Come funzionano i pagamenti in queste transazioni commerciali?
Una volta che il fornitore emette la fattura elettronica, questa transita attraverso una piattaforma controllata dal Ministero dell’Economia e delle Finanze detta SdI (Sistema di Interscambio) che la smista all’ente o alla struttura pubblica a cui è indirizzata.
I dati della fattura elettronica vengono acquisiti dalla Piattaforma dei Crediti Commerciali (PCC) che dovrebbe registrare tutti i pagamenti riconducibili alle transazioni commerciali della PA.
Per cercare di intercettare la totalità delle transazioni è stato istituito il Siope+, un sistema di rilevazione telematica degli incassi e dei pagamenti degli enti pubblici.
r alimentare il Siope+ tutte le amministrazioni pubbliche devono ordinare gli incassi e i pagamenti esclusivamente con modalità informatica.
Sebbene questa prassi sia partita gradualmente dal luglio del 2017, lo Stato non è ancora in grado di dimensionare il debito complessivo contratto da tutte le Amministrazioni pubbliche con i propri fornitori, per il semplice fatto che una parte importante delle Amministrazioni pubbliche non hanno ancora aderito alla piattaforma Siope+.
Pertanto, possono saldare i propri fornitori con scadenze ben oltre quelle stabilite dalla legge.
Con il decreto Rilancio, l’Esecutivo ha messo a disposizione di Regioni, Asl ed enti locali 12 miliardi di euro per liquidare i debiti commerciali maturati entro della fine del 2019.
Una somma che dovrebbe contribuire ad abbassare lo stock, anche se la soluzione più efficace per azzerare o quasi i mancati pagamenti potrebbe essere quella di ricorrere al cosiddetto Fondo salva Stati (MES).
Considerando che circa la metà dei debiti commerciali della nostra PA sono ad appannaggio della sanità, il ricorso al fondo per 36-37 miliardi di euro potrebbe consentire all’Amministrazione pubblica di erogare una buona parte di queste risorse ai fornitori delle aziende sanitarie che da sempre subiscono i ritardi di pagamento più pesanti.
Con la sentenza n° 4, depositata il 28 gennaio 2020, lo stesso giorno in cui la Corte di Giustizia Europea ha bocciato l’Italia per i ritardi dei pagamenti della nostra PA, la Corte Costituzionale ha stabilito che le anticipazioni di liquidità ottenute dagli enti locali per onorare le passività pregresse sono prestiti di carattere eccezionale che devono essere utilizzati per la finalità per cui sono stati erogati e non per migliorare i risultati di bilancio.
I giudici della Consulta, quindi, hanno chiuso definitivamente una controversia sollevata dalla Corte dei Conti nei confronti del Comune di Napoli.

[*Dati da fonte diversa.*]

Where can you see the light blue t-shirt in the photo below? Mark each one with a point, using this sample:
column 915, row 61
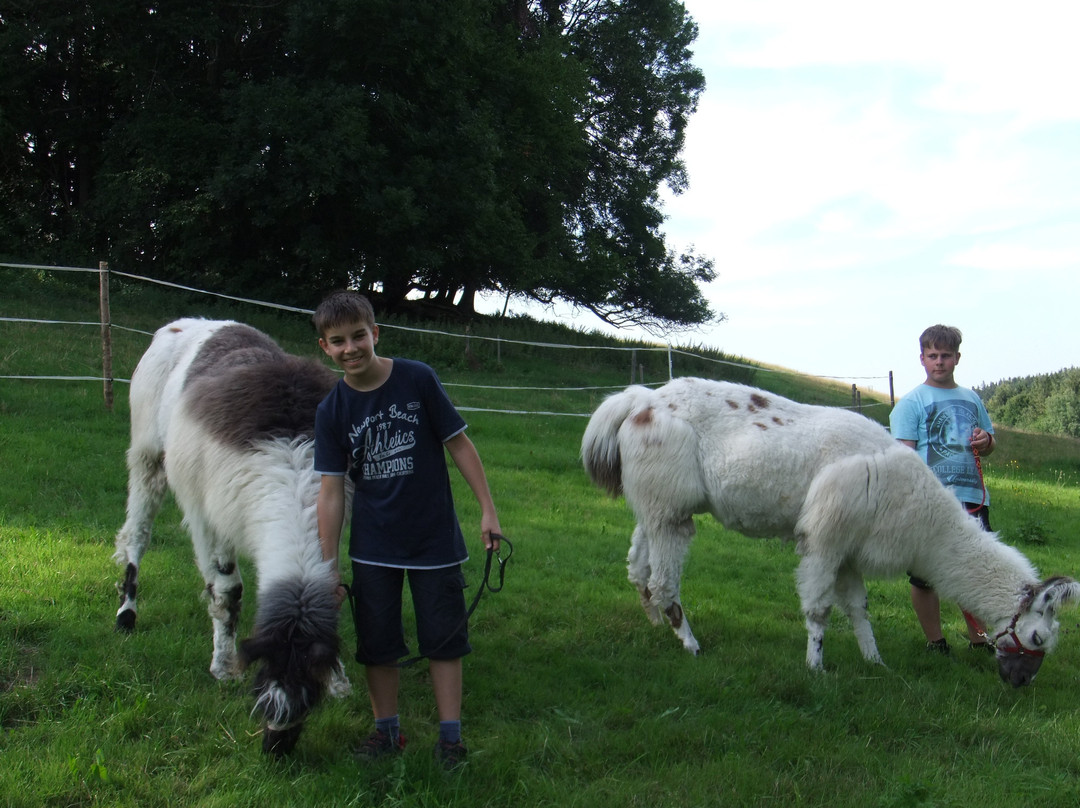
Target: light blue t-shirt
column 941, row 422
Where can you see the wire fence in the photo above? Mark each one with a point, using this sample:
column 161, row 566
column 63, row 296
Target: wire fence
column 667, row 353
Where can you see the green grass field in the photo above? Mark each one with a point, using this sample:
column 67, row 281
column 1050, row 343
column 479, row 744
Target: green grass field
column 571, row 697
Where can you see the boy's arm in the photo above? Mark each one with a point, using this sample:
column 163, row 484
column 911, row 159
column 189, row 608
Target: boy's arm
column 467, row 459
column 331, row 517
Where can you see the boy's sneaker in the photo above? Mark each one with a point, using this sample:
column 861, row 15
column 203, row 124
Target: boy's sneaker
column 450, row 754
column 377, row 745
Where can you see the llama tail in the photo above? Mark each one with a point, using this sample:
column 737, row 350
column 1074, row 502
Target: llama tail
column 599, row 445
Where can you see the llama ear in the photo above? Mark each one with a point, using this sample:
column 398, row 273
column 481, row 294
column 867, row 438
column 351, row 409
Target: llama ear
column 1057, row 591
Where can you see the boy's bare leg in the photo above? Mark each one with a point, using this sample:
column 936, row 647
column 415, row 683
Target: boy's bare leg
column 446, row 683
column 382, row 684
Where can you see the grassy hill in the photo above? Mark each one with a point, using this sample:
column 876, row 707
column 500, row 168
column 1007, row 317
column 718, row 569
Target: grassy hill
column 571, row 697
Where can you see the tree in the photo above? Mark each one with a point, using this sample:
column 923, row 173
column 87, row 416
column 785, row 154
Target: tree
column 403, row 148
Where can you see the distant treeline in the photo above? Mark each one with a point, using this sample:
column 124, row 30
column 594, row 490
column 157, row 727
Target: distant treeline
column 1049, row 403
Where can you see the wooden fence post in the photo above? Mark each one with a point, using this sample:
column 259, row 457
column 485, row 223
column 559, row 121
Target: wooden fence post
column 103, row 269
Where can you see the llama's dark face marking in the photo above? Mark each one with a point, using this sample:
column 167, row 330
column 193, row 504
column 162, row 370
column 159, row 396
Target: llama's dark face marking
column 295, row 646
column 1016, row 669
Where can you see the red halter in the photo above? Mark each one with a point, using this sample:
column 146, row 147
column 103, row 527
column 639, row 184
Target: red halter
column 1010, row 632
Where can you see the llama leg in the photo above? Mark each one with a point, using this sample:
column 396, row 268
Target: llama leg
column 851, row 593
column 817, row 581
column 224, row 589
column 638, row 571
column 669, row 548
column 146, row 488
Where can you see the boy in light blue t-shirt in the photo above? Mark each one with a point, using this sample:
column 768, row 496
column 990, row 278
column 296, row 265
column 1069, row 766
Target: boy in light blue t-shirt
column 944, row 422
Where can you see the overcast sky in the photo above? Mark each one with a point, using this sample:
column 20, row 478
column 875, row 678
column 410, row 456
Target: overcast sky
column 860, row 171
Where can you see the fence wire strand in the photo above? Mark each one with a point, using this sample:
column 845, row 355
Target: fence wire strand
column 669, row 349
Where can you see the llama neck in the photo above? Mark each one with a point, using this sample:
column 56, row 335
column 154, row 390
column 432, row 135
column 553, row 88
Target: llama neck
column 983, row 576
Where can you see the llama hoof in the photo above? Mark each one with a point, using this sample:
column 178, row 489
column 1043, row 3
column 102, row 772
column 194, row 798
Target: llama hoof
column 125, row 621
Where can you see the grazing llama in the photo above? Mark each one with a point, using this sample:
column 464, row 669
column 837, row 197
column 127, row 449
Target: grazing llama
column 225, row 418
column 855, row 502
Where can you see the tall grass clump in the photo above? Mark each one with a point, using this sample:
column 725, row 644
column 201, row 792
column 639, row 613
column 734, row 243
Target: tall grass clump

Nel recente passato, infatti, non sono stati pochi i Sindaci e anche i Governatori che hanno utilizzato i prestiti statali sblocca-debiti erogati dal 2013 per assestare i bilanci di Comuni/Regioni, anziché per liquidare le vecchie fatture dei propri fornitori.
Una condotta che la Corte Costituzionale ha finalmente chiarito che non può più essere praticata.
Un principio, ovviamente, che dovrà valere anche per questa tranche da 12 miliardi che il Governo Conte, attraverso la Cassa Depositi e Prestiti, sta mettendo a disposizione di Regioni, aziende sanitarie ed enti locali che, finalmente, potranno saldare i propri creditori.